Однако произошло то, от чего у потрясенного Прессо перехватило дыхание и глаза едва не вылезли из орбит: с приближающегося к пристани корабля вырвались семь молний, нацеленных на катапульту справа от него. Грозное боевое орудие вмиг лишилось опор и стало заваливаться набок. Его расчет словно разметало; никто из солдат не подавал признаков жизни.
— Монахи-абеликанцы! — вскрикнул офицер, стоящий рядом с Прессо.
— Гвардейцы Бригады Непобедимых! — закричал другой, показывая на застрявший корабль и солдат, высаживающихся на пристань.
С «Атакующего тигра» ударил следующий залп молний, перевернувший вторую катапульту.
Константин Прессо знал, что во всем мире боевой магией всерьез владели лишь монахи церкви Абеля, которые служили королю Хонсе-Бира. Пирет Данкард не имела никакой защиты против них.

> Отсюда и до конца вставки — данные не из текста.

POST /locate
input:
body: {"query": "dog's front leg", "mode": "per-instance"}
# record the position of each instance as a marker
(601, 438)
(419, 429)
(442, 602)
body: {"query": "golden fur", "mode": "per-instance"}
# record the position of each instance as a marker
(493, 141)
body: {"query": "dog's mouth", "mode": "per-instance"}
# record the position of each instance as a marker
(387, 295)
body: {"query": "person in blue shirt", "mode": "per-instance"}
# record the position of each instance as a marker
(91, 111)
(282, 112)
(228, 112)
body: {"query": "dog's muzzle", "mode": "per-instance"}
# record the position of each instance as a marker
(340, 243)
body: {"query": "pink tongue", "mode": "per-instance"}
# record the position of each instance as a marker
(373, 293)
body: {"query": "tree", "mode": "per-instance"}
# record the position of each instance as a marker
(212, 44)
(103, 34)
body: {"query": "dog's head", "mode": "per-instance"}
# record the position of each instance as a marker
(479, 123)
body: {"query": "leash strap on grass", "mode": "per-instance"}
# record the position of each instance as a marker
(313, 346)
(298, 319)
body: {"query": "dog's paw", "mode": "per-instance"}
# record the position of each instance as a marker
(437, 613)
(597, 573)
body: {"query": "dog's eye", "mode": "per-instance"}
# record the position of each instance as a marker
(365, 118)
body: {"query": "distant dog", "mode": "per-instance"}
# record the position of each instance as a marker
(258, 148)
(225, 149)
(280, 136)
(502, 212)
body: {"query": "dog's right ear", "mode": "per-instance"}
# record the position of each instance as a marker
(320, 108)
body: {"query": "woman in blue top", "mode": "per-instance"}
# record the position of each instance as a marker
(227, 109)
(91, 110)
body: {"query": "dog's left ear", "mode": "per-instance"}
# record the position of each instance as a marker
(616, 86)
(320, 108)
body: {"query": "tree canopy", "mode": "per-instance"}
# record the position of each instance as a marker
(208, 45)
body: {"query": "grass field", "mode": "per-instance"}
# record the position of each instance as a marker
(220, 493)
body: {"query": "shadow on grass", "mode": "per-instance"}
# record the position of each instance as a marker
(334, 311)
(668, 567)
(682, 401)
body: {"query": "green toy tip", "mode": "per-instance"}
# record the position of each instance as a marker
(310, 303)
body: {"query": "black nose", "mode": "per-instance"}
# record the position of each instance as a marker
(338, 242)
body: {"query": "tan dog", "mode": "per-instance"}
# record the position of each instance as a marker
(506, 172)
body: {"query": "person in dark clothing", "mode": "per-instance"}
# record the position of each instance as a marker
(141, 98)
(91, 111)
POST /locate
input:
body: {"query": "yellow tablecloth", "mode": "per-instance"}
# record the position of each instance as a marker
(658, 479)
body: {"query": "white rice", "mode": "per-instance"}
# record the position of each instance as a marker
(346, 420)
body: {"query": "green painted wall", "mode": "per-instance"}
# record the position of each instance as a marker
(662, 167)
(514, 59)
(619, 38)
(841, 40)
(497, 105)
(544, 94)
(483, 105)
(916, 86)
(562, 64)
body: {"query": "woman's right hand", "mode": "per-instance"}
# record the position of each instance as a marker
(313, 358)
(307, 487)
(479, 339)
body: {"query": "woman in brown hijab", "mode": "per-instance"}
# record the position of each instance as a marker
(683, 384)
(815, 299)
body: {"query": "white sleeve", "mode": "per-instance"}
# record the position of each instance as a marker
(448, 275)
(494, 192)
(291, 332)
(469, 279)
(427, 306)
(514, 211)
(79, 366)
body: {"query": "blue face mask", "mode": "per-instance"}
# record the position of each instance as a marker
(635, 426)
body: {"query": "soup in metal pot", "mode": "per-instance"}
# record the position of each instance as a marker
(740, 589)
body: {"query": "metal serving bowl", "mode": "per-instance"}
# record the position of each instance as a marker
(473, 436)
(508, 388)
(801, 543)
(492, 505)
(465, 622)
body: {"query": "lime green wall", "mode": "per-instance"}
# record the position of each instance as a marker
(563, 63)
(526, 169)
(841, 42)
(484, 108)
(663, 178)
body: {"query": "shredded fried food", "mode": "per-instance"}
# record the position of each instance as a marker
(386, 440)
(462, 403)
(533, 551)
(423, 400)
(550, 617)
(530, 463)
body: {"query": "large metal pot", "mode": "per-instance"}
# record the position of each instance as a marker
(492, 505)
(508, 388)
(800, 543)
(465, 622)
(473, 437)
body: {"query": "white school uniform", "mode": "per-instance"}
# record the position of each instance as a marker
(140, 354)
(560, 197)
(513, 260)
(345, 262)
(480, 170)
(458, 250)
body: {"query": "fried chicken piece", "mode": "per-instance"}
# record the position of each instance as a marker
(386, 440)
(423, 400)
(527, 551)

— Прекратить сопротивление! — закричал он.
Последние слова были адресованы лучникам на крепостной стене. Командир гарнизона посмотрел на стоящего рядом ошеломленного офицера и приказал тому поднять белый флаг.
— Мы должны доверять Непобедимым и монахам церкви Абеля, — сказал он, обращаясь к тем, кто находился на смотровой площадке башни. — Они — сердце и душа Хонсе-Бира. Нам остается лишь просить их о милосердии.
— Они служат узурпатору! — воскликнул офицер, памятуя о том, что рассказывали экипаж и пассажиры «Сауди Хасинты», которая останавливалась в Пирет Данкард несколько недель назад на пути к Вангарду. — Законный наследник короля Дануба — принц Мидалис!
— Я вполне с тобой согласен, но сейчас мы ничего не в силах сделать. — Прессо зашагал к лестнице, чтобы спуститься вниз. — Без катапульт нам не удержать их на расстоянии. И, по моим оценкам, численно они превосходят нас впятеро.
— Мы можем продержаться долго! — возразил офицер, имея в виду сооруженную на острове целую сеть разветвляющихся туннелей, где было множество узких, проходов и всяческих ловушек.
— Против кого? Против своих? — осведомился Константин Прессо. — Против вооруженных магическими камнями монахов абеликанской церкви? Наши туннели построены как последнее, отчаянное средство защиты от поври или другого врага, от которого не приходится ждать пощады. Что же, по-твоему, наши соотечественники будут обращаться с нами так же?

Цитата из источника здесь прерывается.